EN KRİTİK SAATLERİ HATIRLAMADI
Verilen aranın ardından duruşma Mehmet Atasoy’un sorgusu ile sürdü. Atasoy’un “Ben gittim, Salim ve benim oğlan sondajın orada oturmuştu” demesi üzerine mahkeme başkanı “Saatini hatırlıyor musun?" diye sordu, Atasoy "Saat 15.00’i geçiyordu" yanıtı verdi. "İkindi ezanı okunmamış mıydı?" sorusuna "Hatırlayamadım” yanıtı verdi.
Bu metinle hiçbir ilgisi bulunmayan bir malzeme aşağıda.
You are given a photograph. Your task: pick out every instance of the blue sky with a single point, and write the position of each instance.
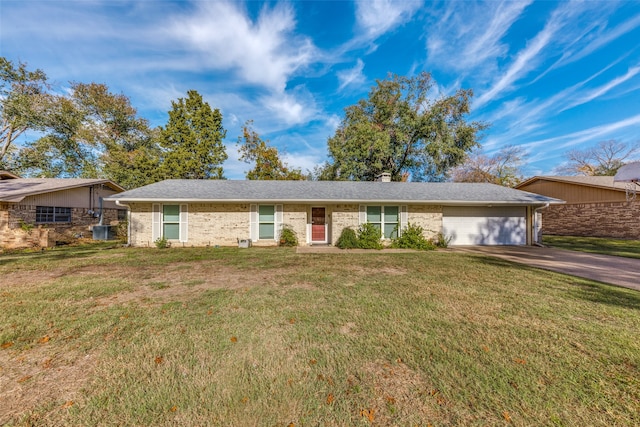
(549, 76)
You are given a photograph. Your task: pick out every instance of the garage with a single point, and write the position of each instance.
(484, 225)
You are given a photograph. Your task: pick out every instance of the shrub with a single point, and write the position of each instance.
(412, 238)
(288, 237)
(348, 239)
(162, 243)
(442, 241)
(369, 236)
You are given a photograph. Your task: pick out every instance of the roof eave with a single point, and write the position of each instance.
(308, 201)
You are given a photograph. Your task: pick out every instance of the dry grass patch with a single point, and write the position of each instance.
(268, 337)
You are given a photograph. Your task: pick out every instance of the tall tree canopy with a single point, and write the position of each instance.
(267, 161)
(192, 140)
(24, 102)
(503, 168)
(400, 129)
(603, 159)
(93, 133)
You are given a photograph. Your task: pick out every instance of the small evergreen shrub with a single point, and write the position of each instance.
(412, 237)
(288, 237)
(162, 243)
(369, 236)
(348, 239)
(442, 241)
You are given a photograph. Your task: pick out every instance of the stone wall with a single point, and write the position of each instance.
(212, 224)
(428, 217)
(18, 228)
(614, 219)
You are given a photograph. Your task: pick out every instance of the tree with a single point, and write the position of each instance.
(24, 102)
(603, 159)
(268, 165)
(192, 140)
(400, 129)
(93, 133)
(503, 168)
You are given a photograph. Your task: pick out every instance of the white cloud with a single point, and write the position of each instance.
(599, 91)
(376, 17)
(352, 76)
(468, 36)
(592, 134)
(293, 109)
(266, 52)
(530, 57)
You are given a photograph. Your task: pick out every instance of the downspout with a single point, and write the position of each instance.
(536, 237)
(119, 203)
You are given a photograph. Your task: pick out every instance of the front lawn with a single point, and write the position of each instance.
(241, 337)
(596, 245)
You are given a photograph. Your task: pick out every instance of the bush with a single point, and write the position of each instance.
(442, 241)
(369, 236)
(412, 237)
(162, 243)
(348, 239)
(288, 237)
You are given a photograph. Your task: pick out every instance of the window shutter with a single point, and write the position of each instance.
(278, 221)
(156, 222)
(404, 218)
(184, 224)
(253, 219)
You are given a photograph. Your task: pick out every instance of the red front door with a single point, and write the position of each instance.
(318, 228)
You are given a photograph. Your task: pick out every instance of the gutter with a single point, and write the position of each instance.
(119, 203)
(535, 237)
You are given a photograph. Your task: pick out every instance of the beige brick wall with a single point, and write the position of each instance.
(215, 224)
(428, 217)
(340, 217)
(615, 219)
(223, 224)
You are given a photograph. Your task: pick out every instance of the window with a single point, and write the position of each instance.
(171, 222)
(52, 214)
(384, 218)
(266, 222)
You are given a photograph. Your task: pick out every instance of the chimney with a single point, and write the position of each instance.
(384, 177)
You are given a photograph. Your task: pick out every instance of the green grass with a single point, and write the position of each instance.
(597, 245)
(233, 337)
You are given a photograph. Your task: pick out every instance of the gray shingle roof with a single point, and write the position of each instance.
(446, 193)
(590, 181)
(15, 190)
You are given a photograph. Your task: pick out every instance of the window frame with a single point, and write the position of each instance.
(399, 223)
(157, 222)
(57, 215)
(255, 221)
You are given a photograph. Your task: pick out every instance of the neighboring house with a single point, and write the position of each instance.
(41, 211)
(219, 212)
(596, 206)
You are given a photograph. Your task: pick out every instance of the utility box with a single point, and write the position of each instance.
(104, 232)
(244, 243)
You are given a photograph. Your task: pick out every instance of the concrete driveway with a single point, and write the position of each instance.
(603, 268)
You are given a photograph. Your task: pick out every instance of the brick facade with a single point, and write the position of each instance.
(18, 228)
(211, 224)
(612, 219)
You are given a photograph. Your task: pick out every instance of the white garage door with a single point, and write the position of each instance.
(499, 225)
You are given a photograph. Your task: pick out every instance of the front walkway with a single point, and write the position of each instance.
(603, 268)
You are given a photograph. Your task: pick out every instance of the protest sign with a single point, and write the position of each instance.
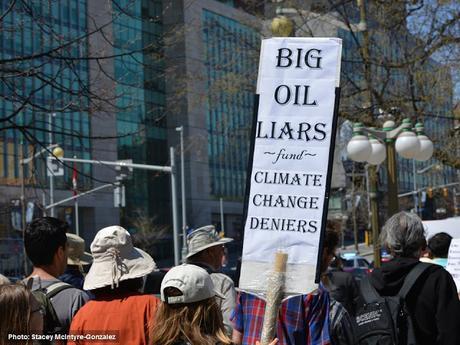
(291, 160)
(453, 261)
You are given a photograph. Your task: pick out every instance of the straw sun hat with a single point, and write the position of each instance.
(76, 254)
(204, 238)
(116, 259)
(192, 281)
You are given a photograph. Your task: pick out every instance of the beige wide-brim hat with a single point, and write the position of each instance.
(192, 281)
(204, 238)
(116, 259)
(76, 254)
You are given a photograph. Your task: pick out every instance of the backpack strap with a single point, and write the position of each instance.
(368, 292)
(55, 288)
(412, 278)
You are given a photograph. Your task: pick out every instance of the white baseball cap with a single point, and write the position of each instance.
(192, 281)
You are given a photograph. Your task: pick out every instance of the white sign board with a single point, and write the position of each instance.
(291, 159)
(453, 261)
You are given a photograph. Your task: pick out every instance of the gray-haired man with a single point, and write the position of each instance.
(432, 302)
(206, 249)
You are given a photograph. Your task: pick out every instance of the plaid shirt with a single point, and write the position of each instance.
(302, 320)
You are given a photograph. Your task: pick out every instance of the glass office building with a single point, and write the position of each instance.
(231, 60)
(141, 122)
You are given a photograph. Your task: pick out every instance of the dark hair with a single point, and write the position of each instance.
(439, 245)
(125, 286)
(42, 239)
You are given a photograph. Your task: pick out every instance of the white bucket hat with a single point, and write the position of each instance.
(204, 238)
(76, 254)
(193, 281)
(116, 259)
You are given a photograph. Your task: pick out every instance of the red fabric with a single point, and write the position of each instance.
(130, 317)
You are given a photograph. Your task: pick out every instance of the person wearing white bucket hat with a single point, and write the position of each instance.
(206, 249)
(189, 313)
(115, 279)
(76, 259)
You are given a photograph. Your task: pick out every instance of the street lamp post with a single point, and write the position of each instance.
(182, 187)
(401, 139)
(50, 139)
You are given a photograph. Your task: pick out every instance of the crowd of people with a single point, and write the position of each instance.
(198, 305)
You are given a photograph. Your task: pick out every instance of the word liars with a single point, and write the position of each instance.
(286, 130)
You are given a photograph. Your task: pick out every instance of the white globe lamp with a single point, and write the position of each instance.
(359, 148)
(426, 145)
(407, 143)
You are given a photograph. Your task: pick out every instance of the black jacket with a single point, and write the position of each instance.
(433, 301)
(343, 288)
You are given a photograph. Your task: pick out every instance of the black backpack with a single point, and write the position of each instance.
(51, 323)
(385, 320)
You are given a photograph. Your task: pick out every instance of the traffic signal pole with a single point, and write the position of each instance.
(167, 169)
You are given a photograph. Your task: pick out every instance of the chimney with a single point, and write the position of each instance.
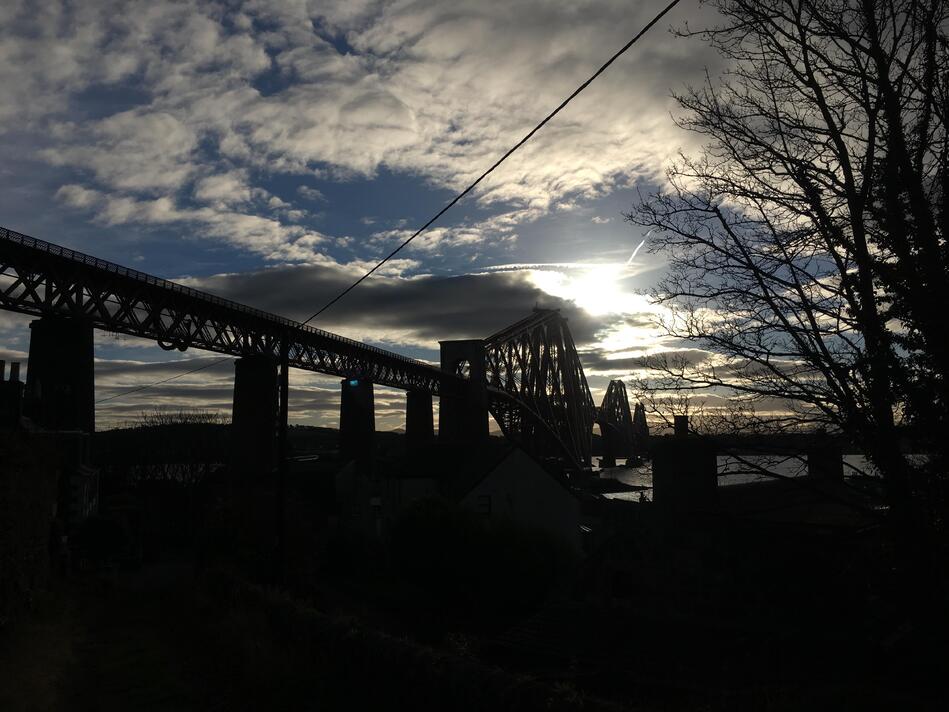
(681, 423)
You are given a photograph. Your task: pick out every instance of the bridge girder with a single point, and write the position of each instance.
(43, 279)
(538, 393)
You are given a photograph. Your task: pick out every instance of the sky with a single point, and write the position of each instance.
(271, 152)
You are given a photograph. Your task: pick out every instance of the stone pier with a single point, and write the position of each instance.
(60, 380)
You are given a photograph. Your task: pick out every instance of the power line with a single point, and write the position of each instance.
(497, 163)
(447, 207)
(165, 380)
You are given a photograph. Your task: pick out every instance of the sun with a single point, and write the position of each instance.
(598, 289)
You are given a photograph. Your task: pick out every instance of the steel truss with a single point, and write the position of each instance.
(44, 279)
(548, 407)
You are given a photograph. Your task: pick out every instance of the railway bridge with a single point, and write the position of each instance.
(528, 376)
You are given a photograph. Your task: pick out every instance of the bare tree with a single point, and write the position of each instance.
(806, 243)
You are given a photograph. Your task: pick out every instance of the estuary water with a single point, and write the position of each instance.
(732, 470)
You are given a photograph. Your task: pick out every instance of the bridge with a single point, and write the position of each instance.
(528, 376)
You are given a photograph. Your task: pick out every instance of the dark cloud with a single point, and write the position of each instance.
(596, 360)
(424, 310)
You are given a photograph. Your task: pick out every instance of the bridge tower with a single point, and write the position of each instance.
(419, 423)
(617, 431)
(463, 420)
(60, 380)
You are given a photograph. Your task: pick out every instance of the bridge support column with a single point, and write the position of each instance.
(419, 423)
(60, 382)
(357, 419)
(254, 418)
(463, 420)
(609, 446)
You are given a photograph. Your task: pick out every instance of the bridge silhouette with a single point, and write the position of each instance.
(528, 376)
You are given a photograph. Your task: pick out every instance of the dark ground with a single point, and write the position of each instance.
(116, 641)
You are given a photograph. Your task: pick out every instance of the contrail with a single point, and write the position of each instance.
(636, 251)
(633, 256)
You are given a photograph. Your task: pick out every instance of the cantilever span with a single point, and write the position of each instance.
(533, 381)
(43, 279)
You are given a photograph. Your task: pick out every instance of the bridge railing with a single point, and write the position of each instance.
(89, 260)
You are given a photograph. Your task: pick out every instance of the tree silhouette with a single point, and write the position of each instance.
(806, 243)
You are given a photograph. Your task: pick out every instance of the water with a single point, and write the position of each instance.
(732, 470)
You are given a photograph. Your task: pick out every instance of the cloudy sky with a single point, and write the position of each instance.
(271, 151)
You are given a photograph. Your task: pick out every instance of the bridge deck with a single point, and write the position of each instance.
(40, 278)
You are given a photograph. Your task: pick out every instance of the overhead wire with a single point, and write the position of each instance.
(530, 134)
(164, 380)
(501, 160)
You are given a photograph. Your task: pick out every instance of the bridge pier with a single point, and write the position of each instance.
(463, 420)
(419, 423)
(254, 418)
(610, 445)
(60, 380)
(357, 419)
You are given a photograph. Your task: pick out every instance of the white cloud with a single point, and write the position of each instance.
(433, 89)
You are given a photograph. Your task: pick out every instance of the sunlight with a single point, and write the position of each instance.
(597, 289)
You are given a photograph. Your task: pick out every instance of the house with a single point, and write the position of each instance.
(517, 488)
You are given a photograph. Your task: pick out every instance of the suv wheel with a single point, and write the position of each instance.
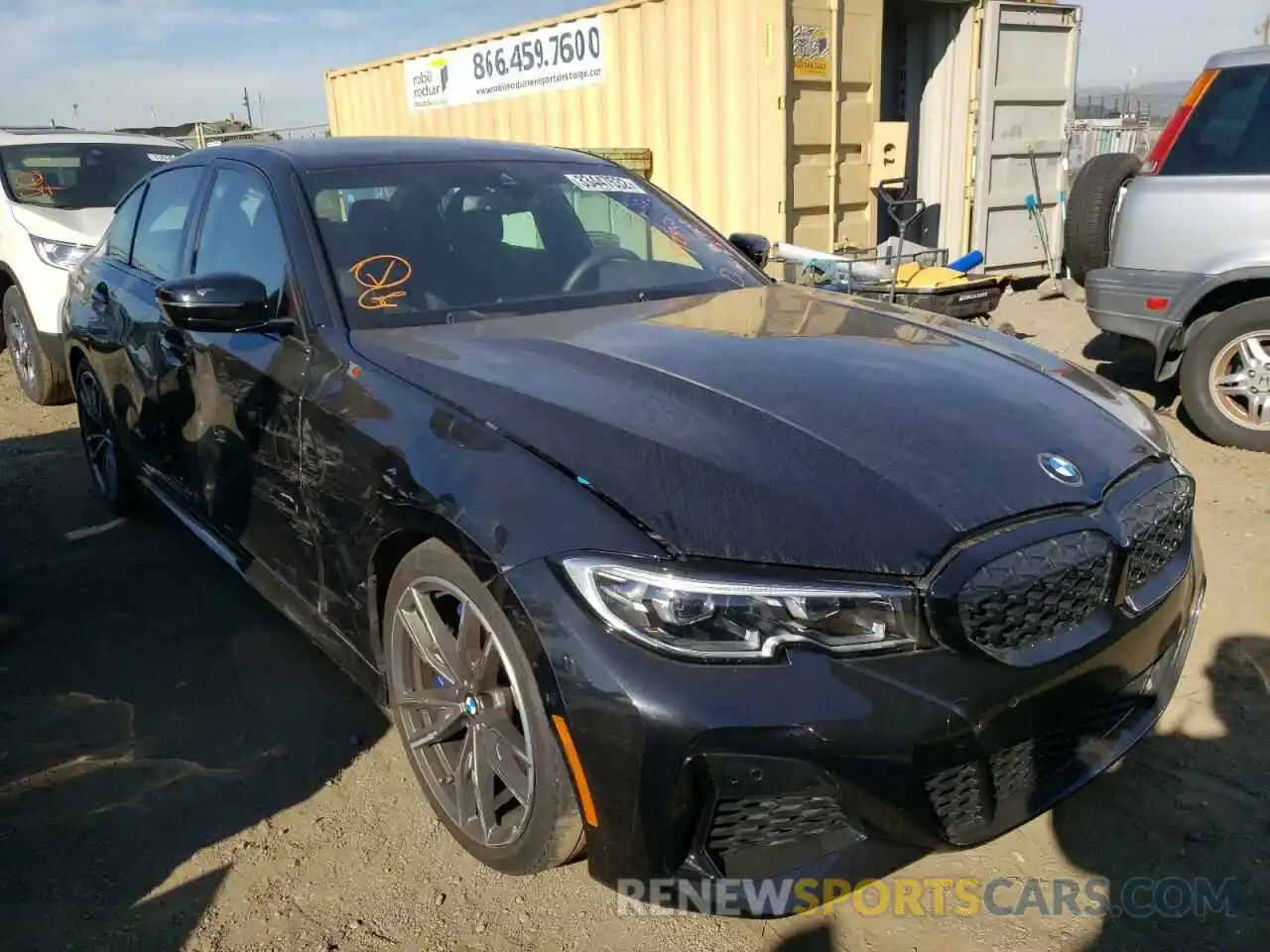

Mahkeme Başkanı "Yani o zaman yaklaşık 4 saat tarlada birlikteydiniz?" diye sordu, Atasoy "Saati tam olarak hatırlamıyorum” diye yanıtladı. Mahkeme başkanının "Salim ile konuştuğunuzda Salim’in hareketlerinden şüphelendiniz mi?" sorusuna Mehmet Atasoy "Ben orada çok kalmadım" dedi, mahkeme başkanı "İddianameye göre, Salim Narin’i öldürdükten sonra oraya gelmiş oluyor. Hareketleri nasıldı?" diye sordu. Atasoy "Onu bilmiyorum” yanıtı verdi. Mahkeme başkanının "15.52’de sizi telefonda aramış. Ramazan size başka bir şey söyledi mi?" sorusuna Atasoy "Beni aramadı, öyle bir şey konuşmadık” dedi. Mahkeme Başkanı "15.52’de bu konuşma ne için gerçekleşti? Sizinle değil Ramazan ile konuşuyor. Sizi kaçta aradığını biliyor musunuz?" diye sordu, Atasoy "Aradığını biliyorum, saati hatırlamıyorum” dedi.
NEVZAT BAHTİYAR’IN KARDEŞİ: PEŞİMDE OLAN KİŞİLER VAR
Duruşmada Nevzat Bahtiyar’ın kardeşi Vecdi Bahtiyar da dinlendi. Vecdi Bahtiyar: "Ali Rıza Güran, Hasan Kaya’ya demiş ki, 'Nevzat kızı öldürmüş, herkes biliyor, itiraf etsin, suçu üstlensin' Ben de gidip Nevzat’a görüşte söyledim" dedi. Mahkeme başkanı "Siz kiminle konuştunuz?" diye sordu, Vecdi Bahtiyar "Yeğenim İbrahim bana söyledi" dedi. Mahkeme başkanı "Nevzat diyor ki, 'Ben eve gittiğimde kız evde ölüydü, Salim bana ben öldürdüm, al bu cesedi yok et dedi' Salim size bu yönde temkinlerde bulundu mu?" diye sordu, Vecdi Bahtiyar "Hayır" yanıtı verdi. "Sizin bu rutin aramalarınız tamamen meraktan mıydı? Salim size talimat verdi mi?" sorusuna Vecdi Bahtiyar "Hayır” yanıtı verdi.
Vecdi Bahtiyar ayrıca "1-2 gündür peşimde olan kişiler var. Araştırdım, Barış Güran’ın adamları çıktı” dedi, mahkeme Başkanı "Diyarbakır Başsavcılığına gidin lütfen” yanıtını verdi.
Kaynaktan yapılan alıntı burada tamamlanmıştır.